If the secret name was that of a saint or other supernatural being, additional protection from evil forces.

The name of a dead relative provided the possibility that the spirit of the deceased might supernaturaly interviene on behalf of the person named.

Middle, or Christian, names are a holdover from these early beliefs.

Also, if the grandpa is rich, he may inherit all the dough. :wink:

Often parents will give a child more than one name in order to honor more than one person (or sometimes, event) as their child’s namesake.

In Judaism, there is also a tradition that adding names to an existing name can effect a change of luck. For example, it is traditional to not name a child after someone who has died young, but it is acceptable to give a child that person’s name with another name added to it, as it is a “different” name, but still honors the memory of the person in question. (This is, in fact, what my wife and I did with our firstborn son.)

I have a middle name so that I can get out of parking tickets. :slight_smile:

When I was in college, there was was another student with my same family and personal name. He got parking tickets. I was called to the school office and asked why I didn’t pay. I replied, “My middle name starts with R; check the full name of the accused.” Sure enough, his middle name started with L. I was released.

And besides, I didn’t even have a car.

Prior to the late 18th century, most Americans did not have middle names, and neither did most English subjects. It was considered a European custom, although of course many other peoples use middle names, especially patronymics.

I do wonder if middle names in Europe are related to the Catholic custom of confirmation names. Catholics (and maybe some other sects) confirm an infant’s baptism later in childhood/adolescence; at that time, a saint’s name is adopted and added to one’s own: Thus, my father’s name was Francis Xavier [lastnameznunnyabizness], but to the church he is Francis Xavier Owen [lastnamezstillnunnyabizness]. (The last person in our family to be confirmed was my brother, Michael Patrick Joseph [yeah, we’re Irish–how’djah guess?])

If others adopted the custom of having a second name, but assigned it at birth without practicing confirmation, and then catholics added a middle name at birth plus another name at confirmation – well, that would explain everything!

Without middle names, we wouldn’t have “George C. Scott” or “Arthur C. Clarke” or “F. Scott Fitzgerald” or “Joe Michael Straczynski” or “Jahn Wayne Bobbit” – and then where would we be?!

tracer, who, without his middle name, would merely be “Roger Wilcox, over and out!”

My sister and I don’t have middle names, and neither does my mother. (My dad did.) Since I have never had one, I can tell you why I did give my son a middle name:

  1. I never forgot the frustrating argument I had with my first-grade teacher, the one where she was insisting that I tell her what my middle name was (since it wasn’t on the paperwork) and didn’t believe that I didn’t have one. “It doesn’t matter how much you hate it, just tell me!” “sob You can call my Mooooom!!!*sob”
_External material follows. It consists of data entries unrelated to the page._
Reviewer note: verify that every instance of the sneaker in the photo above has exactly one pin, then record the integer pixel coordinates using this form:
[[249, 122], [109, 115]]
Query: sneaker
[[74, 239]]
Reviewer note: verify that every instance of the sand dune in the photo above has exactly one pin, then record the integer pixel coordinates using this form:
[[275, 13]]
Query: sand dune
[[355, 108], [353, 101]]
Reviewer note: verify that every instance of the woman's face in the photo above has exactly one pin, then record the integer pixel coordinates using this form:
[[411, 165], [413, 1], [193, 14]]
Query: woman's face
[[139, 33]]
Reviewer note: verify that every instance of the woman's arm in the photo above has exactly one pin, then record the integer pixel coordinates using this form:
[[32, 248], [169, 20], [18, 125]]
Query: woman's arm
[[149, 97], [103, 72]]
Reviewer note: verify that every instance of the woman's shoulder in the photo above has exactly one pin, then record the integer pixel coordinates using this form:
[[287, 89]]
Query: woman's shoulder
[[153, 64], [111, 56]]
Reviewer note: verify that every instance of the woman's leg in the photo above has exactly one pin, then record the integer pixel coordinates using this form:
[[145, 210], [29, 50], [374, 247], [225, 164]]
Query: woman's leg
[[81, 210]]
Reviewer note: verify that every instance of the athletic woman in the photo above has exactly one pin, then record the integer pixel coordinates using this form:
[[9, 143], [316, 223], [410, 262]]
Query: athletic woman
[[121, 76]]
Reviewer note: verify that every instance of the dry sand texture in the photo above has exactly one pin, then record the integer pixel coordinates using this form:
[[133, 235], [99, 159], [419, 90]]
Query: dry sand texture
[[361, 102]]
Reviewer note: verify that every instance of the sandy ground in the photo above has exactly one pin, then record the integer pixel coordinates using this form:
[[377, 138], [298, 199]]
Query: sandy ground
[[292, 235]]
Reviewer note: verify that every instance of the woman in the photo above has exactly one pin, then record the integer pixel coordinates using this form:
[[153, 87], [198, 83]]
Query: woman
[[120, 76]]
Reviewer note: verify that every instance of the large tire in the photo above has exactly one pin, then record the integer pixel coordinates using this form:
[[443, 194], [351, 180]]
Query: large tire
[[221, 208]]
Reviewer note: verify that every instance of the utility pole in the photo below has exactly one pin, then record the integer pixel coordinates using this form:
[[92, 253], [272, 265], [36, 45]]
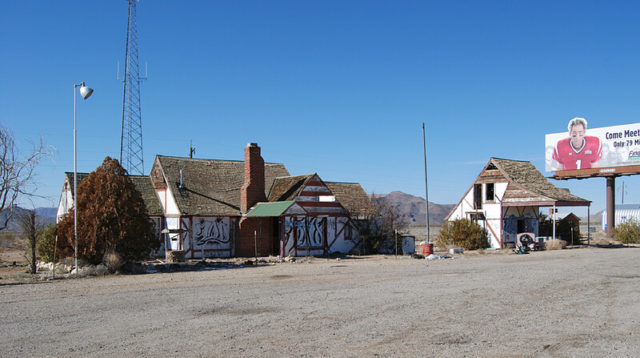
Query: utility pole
[[426, 186], [131, 156]]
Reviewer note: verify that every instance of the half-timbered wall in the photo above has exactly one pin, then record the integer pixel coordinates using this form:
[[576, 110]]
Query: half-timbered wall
[[208, 236], [325, 229], [527, 215]]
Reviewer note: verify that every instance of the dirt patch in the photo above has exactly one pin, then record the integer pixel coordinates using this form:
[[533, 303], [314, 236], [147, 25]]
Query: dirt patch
[[564, 303]]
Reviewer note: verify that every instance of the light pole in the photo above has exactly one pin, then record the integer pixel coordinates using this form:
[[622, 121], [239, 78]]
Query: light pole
[[85, 92]]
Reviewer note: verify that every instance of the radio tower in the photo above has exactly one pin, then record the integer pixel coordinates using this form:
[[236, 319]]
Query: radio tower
[[131, 139]]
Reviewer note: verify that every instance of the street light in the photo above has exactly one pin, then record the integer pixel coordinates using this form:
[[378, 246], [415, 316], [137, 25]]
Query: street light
[[85, 92]]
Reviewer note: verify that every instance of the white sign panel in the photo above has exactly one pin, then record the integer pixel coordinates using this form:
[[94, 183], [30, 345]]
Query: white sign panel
[[583, 148]]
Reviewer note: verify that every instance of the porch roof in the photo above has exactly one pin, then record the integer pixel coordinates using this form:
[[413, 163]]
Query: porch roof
[[274, 209]]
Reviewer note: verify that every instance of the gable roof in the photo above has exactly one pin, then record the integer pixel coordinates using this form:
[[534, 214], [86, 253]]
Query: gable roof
[[287, 188], [149, 195], [142, 184], [526, 185], [210, 186], [353, 198], [525, 175], [350, 195]]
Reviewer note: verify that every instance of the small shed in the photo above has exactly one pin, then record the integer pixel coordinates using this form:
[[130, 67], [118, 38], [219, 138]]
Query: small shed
[[624, 213]]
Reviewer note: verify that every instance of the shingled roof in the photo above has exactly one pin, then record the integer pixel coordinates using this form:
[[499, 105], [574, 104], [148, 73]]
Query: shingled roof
[[527, 177], [353, 198], [287, 188], [350, 195], [151, 201], [210, 186]]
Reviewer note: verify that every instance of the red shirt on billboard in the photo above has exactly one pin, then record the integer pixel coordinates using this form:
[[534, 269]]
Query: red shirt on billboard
[[582, 158], [578, 151]]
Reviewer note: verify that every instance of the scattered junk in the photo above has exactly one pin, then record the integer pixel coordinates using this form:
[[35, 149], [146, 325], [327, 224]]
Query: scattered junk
[[427, 248], [408, 245], [526, 243], [175, 256], [436, 257]]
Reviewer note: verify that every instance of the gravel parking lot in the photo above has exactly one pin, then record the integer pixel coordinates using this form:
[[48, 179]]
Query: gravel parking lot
[[568, 303]]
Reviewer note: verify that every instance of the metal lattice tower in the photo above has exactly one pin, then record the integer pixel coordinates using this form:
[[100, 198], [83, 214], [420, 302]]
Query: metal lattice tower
[[131, 139]]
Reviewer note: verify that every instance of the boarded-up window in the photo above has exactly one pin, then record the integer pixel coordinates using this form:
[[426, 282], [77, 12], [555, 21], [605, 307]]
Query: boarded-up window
[[489, 196], [477, 196]]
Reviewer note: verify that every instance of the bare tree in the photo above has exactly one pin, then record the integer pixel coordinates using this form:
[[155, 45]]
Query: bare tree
[[17, 173]]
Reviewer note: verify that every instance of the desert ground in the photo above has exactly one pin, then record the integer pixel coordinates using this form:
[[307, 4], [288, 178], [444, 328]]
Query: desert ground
[[566, 303]]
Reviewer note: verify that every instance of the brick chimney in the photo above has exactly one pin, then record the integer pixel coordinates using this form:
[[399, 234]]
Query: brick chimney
[[252, 190]]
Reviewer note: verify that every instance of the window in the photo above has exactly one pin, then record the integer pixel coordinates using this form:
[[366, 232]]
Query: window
[[477, 196], [488, 194]]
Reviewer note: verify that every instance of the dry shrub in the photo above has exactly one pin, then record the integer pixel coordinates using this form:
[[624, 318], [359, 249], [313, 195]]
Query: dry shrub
[[555, 244], [627, 232], [463, 233], [112, 261]]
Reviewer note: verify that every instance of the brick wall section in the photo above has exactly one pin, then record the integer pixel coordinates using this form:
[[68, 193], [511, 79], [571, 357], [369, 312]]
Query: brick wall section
[[252, 190], [245, 246]]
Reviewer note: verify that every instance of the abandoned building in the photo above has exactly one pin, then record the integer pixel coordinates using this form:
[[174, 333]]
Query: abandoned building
[[506, 198], [227, 208]]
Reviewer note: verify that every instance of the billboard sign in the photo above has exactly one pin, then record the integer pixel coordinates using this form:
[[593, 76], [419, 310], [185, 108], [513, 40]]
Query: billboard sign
[[584, 148]]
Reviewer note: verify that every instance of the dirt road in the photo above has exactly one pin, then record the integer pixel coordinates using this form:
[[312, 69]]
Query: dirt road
[[569, 303]]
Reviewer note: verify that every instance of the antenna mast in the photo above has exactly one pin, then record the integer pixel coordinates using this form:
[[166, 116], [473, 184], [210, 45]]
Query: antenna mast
[[131, 157]]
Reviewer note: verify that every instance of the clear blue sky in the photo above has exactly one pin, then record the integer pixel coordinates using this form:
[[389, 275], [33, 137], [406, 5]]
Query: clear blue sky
[[340, 88]]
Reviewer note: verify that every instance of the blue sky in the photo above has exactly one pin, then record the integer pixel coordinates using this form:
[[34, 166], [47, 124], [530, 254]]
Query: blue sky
[[340, 88]]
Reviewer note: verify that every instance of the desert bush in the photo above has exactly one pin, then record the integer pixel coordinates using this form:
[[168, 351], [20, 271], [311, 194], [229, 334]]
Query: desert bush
[[112, 261], [463, 233], [628, 232], [555, 244]]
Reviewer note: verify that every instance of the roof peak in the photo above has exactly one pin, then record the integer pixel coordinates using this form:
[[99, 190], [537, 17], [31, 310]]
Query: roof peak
[[206, 160]]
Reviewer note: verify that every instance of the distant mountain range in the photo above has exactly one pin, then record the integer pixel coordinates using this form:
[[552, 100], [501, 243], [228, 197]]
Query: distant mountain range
[[412, 209], [45, 216]]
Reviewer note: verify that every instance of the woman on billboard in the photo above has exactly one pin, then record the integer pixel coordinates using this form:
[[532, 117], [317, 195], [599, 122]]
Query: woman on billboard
[[579, 151]]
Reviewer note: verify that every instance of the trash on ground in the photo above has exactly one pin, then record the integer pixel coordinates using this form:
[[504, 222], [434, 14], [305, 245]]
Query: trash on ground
[[436, 257]]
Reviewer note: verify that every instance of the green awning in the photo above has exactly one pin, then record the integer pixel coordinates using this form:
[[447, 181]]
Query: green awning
[[270, 209]]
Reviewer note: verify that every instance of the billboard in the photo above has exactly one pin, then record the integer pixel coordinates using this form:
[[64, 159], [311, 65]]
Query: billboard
[[581, 147]]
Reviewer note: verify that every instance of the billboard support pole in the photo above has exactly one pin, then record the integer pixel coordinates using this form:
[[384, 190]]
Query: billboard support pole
[[611, 205], [554, 220], [589, 225]]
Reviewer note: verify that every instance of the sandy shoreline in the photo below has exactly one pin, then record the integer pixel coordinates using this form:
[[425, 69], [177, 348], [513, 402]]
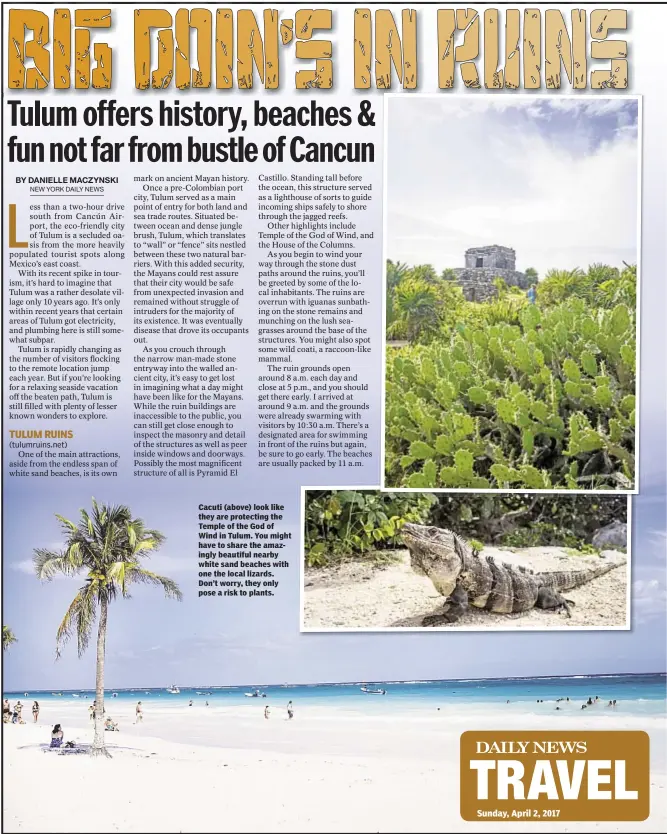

  2. My financial aid checks were all made out to Theo F. Broma. The forms read: Last name…first name…middle initial…gender. So my middle name was “female.” The bank, luckily, honored the checks.

  3. Some of the early computer systems (maybe it was the early computer users) couldn’t handle a blank where middle name should be, so either I got a phantom middle initial (the problem in first grade) or an official middle name of “none”.

  4. I don’t have anything monogrammed. I don’t really need anything monogrammed, but it would be nice to be able to if I felt like it.

  5. My maiden name was not very common, but if it were, certainly the middle name would differentiate between Theo J. Broma and Theo Q. Broma. Although, if there are two Theo Marie Bromas, you’re out of luck.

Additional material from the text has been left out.